At times, during my pregnancy, I did think I was just trying to trick my brain into being positive. That patriarchal fear-driven narrative of pregnancy/birth is a pernicious, insidious thing. There were times when I felt nervous, anxious, and afraid. That’s normal and not something I’m ashamed of. I used mantras, yoga, and mindfulness to get me through that. Other women may use other strategies. You have to find what works for you.

In future posts, I want to reflect on how my Whiteness and class privileges changed how I gave birth and experienced in pregnancy. But today, I want to focus on this one message to anyone who is pregnant:

YOU ARE A MOTHER FUCKING BADASS. YOU LITERALLY HAVE A HUMAN BEING INSIDE OF YOU! THAT’S SO FUCKING COOL!

 

*P.S. Whenever someone asks me if I need help carrying something now, I often respond, ‘Nah, I’m strong as hell. I literally pushed a human being out of my body once.’ And you can still feel like this if you had a c-section: you literally GREW A HUMAN and had it CUT OUT OF YOU. That makes you badass as hell!

Are temper tantrums social justice opportunities?

A is almost 13 months, so walk into our house almost any day and it’s likely you’ll see some sort of minor temper tantrum within twenty minutes. It normally only lasts 10-30 seconds, but it can be a theatrical treat: back-arching, nose-crinkling, fake crying. And this can happen in response to almost anything. Today, I didn’t let him chew on the bottom of my gross flip flop. How dare I!

As easy as it is to [half-] jokingly complain about these moments, I consider them opportunities to cultivate a critical social justice skill in my son: empathy. My in-laws lovingly make fun of one phrase that I’ve seemed to say to A every time he starts to fuss:

Are you feeling frustrated?

The response is an attempt to recognize and name the emotion that A is feeling in those moments. To manage a temper tantrum by acknowledging what he is feeling, first and foremost. To legitimate his emotions. I’m sure he really is frustrated that he can’t chew on my shoe, no matter how ridiculous that seems to us.

The way we talk to kids about their emotions—particularly our sons—is a one of those mundane, critical acts of social justice. Too often, boys are subtly (or not so subtly) taught to mute their emotions. Speaking to A about his emotions cultivates his emotional intelligence and ultimately models compassion for him. By saying You seem really sad right now!, I want to encourage him to recognize and honor emotions in himself and (later) in others. Particularly in the cultural context of toxic masculinity, I try to be cognizant of using “emotional vocabulary” with A—and to teach him not to be ashamed of expressing or recognizing his emotions.

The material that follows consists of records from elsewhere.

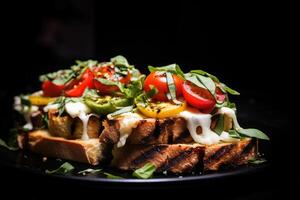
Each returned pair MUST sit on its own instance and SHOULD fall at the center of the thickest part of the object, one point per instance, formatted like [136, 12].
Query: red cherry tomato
[50, 89]
[220, 96]
[198, 97]
[86, 81]
[159, 81]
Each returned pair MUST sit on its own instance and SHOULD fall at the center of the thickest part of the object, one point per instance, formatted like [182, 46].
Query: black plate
[33, 164]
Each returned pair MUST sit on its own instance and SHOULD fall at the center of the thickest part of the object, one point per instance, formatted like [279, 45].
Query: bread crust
[41, 142]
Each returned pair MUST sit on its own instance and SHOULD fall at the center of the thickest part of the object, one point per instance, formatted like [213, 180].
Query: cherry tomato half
[198, 97]
[86, 81]
[159, 81]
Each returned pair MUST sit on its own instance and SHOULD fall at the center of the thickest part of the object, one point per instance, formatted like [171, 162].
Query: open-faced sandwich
[109, 113]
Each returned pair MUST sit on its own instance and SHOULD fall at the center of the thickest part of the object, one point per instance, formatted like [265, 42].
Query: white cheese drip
[128, 121]
[26, 111]
[80, 110]
[231, 113]
[194, 119]
[50, 107]
[226, 137]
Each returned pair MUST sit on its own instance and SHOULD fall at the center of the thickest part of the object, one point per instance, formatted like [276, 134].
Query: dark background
[242, 46]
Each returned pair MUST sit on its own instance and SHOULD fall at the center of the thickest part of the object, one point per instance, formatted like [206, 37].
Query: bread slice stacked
[164, 142]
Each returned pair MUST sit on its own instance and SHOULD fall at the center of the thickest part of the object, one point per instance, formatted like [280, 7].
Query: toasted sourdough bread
[164, 142]
[41, 142]
[181, 158]
[168, 144]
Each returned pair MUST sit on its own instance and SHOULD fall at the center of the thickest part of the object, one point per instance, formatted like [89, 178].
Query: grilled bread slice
[154, 131]
[71, 128]
[182, 158]
[41, 142]
[176, 158]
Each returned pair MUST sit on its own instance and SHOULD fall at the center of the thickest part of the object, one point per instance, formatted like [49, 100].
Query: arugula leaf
[234, 134]
[251, 132]
[257, 161]
[120, 61]
[89, 171]
[201, 72]
[120, 111]
[111, 176]
[145, 172]
[3, 143]
[172, 88]
[173, 68]
[220, 125]
[63, 169]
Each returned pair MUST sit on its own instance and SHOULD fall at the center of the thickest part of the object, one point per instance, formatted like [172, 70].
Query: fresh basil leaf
[172, 88]
[208, 83]
[120, 61]
[145, 172]
[257, 161]
[173, 68]
[201, 72]
[119, 112]
[234, 134]
[111, 176]
[89, 171]
[220, 125]
[251, 132]
[63, 169]
[3, 143]
[229, 90]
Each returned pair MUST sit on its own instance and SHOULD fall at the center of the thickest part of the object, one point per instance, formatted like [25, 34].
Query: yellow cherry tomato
[161, 109]
[40, 100]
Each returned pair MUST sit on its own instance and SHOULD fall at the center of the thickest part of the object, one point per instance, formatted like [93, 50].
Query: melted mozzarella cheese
[226, 137]
[26, 111]
[231, 113]
[80, 110]
[195, 119]
[50, 107]
[128, 121]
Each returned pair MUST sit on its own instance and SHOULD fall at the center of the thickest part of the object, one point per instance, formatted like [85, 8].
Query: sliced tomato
[220, 96]
[159, 81]
[161, 110]
[50, 89]
[86, 81]
[198, 97]
[108, 72]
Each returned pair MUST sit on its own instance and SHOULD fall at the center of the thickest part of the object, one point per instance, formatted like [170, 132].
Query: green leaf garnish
[111, 176]
[251, 132]
[229, 90]
[145, 172]
[119, 61]
[220, 125]
[234, 134]
[63, 169]
[89, 171]
[201, 72]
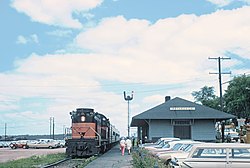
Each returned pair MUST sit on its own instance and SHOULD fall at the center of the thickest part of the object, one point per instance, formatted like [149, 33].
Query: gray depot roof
[178, 108]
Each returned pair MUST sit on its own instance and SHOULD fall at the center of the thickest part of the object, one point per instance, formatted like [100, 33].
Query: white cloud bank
[171, 51]
[55, 12]
[222, 3]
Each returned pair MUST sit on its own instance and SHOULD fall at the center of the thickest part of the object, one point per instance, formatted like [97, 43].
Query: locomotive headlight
[83, 118]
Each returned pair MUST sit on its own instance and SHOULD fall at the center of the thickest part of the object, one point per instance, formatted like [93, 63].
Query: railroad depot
[178, 118]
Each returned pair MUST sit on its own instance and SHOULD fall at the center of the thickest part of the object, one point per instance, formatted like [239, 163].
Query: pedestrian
[122, 145]
[228, 137]
[128, 145]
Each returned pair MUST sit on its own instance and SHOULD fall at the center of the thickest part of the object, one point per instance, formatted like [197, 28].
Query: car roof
[170, 138]
[222, 145]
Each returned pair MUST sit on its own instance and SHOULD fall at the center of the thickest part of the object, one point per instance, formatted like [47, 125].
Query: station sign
[182, 108]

I’ve recently started pointing out illustrations in books of characters showing a lot of emotion. It’s a similar idea: that small, mundane act encourages him to recognize emotions in others and build empathy for them.

Empathy is a necessary–though not sufficient–step in becoming a human being who cares about social justice. It teaches us to care about others’ emotional states, even if they don’t match our own. Empathetic people can still be racist, sexist, etc., of course. Blame human social psychology and all that in-group/out-group BS for that. BUT an anti-racist/sexist/oppression person inherently must be empathetic. It is a prerequisite, but not the only one.

*P.S. I don’t think this is a revolutionary approach by any means–lots of parents have being doing this for years. Still, I do think it is still helpful to consciously and explicitly state what might be an unconscious thought or practice.